Figure 7. BMP2 induces Tbx20 and Tbx20 regulates the expression of Tbx2 and N-myc in endocardial cushion cells

Endocardial cushion cells were cultured with or without the addition of soluble recombinant BMP2 or Noggin, a BMP inhibitor. Addition of BMP2 resulted in increased Tbx20 expression relative to untreated controls, while addition of Noggin attenuated that response (A), as measured by real time RT-PCR. The expression of Tbx2 and N-myc, genes associated with Tbx20 regulated proliferation, was measured in siRNA transfected endocardial cushion cells using real time RT-PCR. In cells transfected with Tbx20-specific siRNA, Tbx2 expression is increased (B) while N-myc expression is decreased relative to untransfected or scrambled siRNA controls (C). Asterisks indicate statistically significant differences from control values and error bars represent standard error of the mean (n=5, P<0.01).

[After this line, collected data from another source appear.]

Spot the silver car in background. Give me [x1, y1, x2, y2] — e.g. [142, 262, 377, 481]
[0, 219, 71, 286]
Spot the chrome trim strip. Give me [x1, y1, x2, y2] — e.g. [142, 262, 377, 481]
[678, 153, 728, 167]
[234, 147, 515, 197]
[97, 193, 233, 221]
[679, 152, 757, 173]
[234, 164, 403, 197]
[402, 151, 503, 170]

Figure 8. Model for Tbx20 function in endocardial cushions and remodeling valves

Endocardial cushions are characterized by highly proliferative mesenchymal cells and unorganized extracellular matrix, while remodeling valves are characterized by less proliferative interstitial cells and organized extracellular matrix. These molecular and cellular characteristics are consistent with a model in which high levels of Tbx20 in endocardial cushions induce proliferation while maintaining an unremodeled, unorganized extracellular matrix. In contrast, lower levels of Tbx20 in remodeling valves allow for a less proliferative cell population and a more remodeled and organized extracellular matrix.